Telecom stocks are popular among dividend investors. However, the question is always whether or not a stock is a good fundamental value. One valuation approach is to apply multiples. There is a veritable alphabet soup of valuation multiples ranging from P/E ratios to EBIT (earnings before interest and taxes) multiples and EBITDA (earnings before interest, taxes, depreciation & amortization) multiples. The primary reason for using a multiple valuation approach is that it is easy to understand and offers quick comparisons. This article to take a more in depth look at EBIT and EBITDA multiples for range of popular telecom stocks.

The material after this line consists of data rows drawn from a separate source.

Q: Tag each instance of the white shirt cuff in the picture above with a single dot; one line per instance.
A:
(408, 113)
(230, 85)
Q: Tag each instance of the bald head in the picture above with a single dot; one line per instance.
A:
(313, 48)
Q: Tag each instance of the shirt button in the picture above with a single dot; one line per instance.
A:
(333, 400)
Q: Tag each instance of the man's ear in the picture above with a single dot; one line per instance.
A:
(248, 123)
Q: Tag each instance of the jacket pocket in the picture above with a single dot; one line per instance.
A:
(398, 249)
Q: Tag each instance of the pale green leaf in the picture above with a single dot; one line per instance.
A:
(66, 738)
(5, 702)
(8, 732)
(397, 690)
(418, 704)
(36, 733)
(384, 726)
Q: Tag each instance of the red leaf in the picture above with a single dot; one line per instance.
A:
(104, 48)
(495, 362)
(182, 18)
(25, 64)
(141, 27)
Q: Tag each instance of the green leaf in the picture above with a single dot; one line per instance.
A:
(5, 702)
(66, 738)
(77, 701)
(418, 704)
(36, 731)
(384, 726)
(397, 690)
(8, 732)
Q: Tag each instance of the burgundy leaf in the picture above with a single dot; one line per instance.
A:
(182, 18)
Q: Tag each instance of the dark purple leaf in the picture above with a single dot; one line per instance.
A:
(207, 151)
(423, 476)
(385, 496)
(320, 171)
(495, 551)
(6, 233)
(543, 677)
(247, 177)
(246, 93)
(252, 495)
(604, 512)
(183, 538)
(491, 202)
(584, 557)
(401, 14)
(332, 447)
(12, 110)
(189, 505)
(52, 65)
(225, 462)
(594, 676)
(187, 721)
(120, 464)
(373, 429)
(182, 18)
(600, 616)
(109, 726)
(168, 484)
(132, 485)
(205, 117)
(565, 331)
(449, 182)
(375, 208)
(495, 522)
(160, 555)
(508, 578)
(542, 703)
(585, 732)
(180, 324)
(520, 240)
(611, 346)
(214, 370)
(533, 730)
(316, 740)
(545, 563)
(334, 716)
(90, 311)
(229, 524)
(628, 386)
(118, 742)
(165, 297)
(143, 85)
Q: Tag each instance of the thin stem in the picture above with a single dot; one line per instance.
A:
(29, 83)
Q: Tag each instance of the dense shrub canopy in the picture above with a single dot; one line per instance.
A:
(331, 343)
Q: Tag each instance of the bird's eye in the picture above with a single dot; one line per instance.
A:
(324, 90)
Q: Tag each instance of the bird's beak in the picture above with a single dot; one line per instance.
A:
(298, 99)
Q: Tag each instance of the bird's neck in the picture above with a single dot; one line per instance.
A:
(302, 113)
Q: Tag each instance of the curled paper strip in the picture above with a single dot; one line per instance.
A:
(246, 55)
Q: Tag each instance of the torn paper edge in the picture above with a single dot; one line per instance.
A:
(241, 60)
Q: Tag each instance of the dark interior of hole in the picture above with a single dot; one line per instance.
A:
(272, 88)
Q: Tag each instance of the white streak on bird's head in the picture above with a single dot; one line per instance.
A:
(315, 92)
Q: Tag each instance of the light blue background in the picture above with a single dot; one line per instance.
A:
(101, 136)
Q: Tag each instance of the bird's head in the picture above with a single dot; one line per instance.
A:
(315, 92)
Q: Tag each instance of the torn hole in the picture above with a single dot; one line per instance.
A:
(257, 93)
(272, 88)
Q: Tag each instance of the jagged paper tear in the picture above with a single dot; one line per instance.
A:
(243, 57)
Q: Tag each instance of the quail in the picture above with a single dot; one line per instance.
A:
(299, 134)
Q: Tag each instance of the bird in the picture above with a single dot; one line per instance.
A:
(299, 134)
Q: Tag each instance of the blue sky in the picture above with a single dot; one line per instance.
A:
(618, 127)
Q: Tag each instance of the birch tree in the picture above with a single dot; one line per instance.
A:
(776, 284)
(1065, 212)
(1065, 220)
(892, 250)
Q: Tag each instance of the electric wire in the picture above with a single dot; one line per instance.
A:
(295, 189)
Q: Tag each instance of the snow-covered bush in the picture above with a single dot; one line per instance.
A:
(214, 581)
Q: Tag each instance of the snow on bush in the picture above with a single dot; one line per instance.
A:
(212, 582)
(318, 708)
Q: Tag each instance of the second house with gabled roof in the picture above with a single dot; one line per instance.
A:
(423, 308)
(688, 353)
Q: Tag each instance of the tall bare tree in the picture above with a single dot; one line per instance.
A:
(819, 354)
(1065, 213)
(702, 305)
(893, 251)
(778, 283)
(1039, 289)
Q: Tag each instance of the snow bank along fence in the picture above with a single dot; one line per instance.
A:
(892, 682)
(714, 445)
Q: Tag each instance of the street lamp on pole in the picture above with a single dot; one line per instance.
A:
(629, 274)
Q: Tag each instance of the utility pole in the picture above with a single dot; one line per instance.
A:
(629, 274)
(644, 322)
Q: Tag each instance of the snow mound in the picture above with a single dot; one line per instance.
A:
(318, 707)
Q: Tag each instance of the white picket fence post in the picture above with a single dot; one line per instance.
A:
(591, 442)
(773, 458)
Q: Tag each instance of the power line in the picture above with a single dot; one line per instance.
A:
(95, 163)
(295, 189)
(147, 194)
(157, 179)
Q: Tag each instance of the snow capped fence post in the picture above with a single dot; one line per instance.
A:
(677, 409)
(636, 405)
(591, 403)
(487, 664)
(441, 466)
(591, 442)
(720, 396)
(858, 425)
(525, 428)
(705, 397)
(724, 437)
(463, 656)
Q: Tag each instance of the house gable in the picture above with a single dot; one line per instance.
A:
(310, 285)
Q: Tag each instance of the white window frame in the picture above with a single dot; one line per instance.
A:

The first observation from this data is the that there is an inverse relationship between company size and dividend yield. The two larger companies AT&T Inc. (T) and Verizon Communications Inc. (VZ) are also focused on wireless services while the three smaller companies, CenturyLink, Inc. (CTL), Windstream Corporation (WIN), and Frontier Communications Company (FTR) are more focused on wireline services and other services that leverage the older access line services. For example, T has about 30% of its segment income from wireline and the remaining 70% from wireless; however, the revenue split is much closer. In contrast, FTR, CTL and WIN are essentially 100% wireline services.
Comparing EBIT and EBITDA
Both items are potential metrics and each brings their own pros and cons. EBIT is very close to EBITDA with the difference being the reduction in depreciation and amortization. Since both metrics are not reduced for interest (the return for debt), it is only appropriate to consider multiples focused on enterprise value. Looking at the market capitalization to EBIT or EBITDA multiple will be misleading if the companies have different amounts of leverage and cost of debt. Hence, I will focus on the enterprise value.
EBIT is often used as a proxy for cash flow with the assumption that depreciation and amortization, while non-cash items, are very close in value to capital expenditures. However, EBIT should usually run low in comparison to free cash flow since depreciation reflects historical cost while capital expenditures reflect current day price levels.
Making a comparison
The following table shows the EBIT and EBITDA multiples for the Enterprise Value of these five companies. One can clearly see that T carries the largest multiples, while the other four companies all have similar multiples. FTR has the lowest multiples.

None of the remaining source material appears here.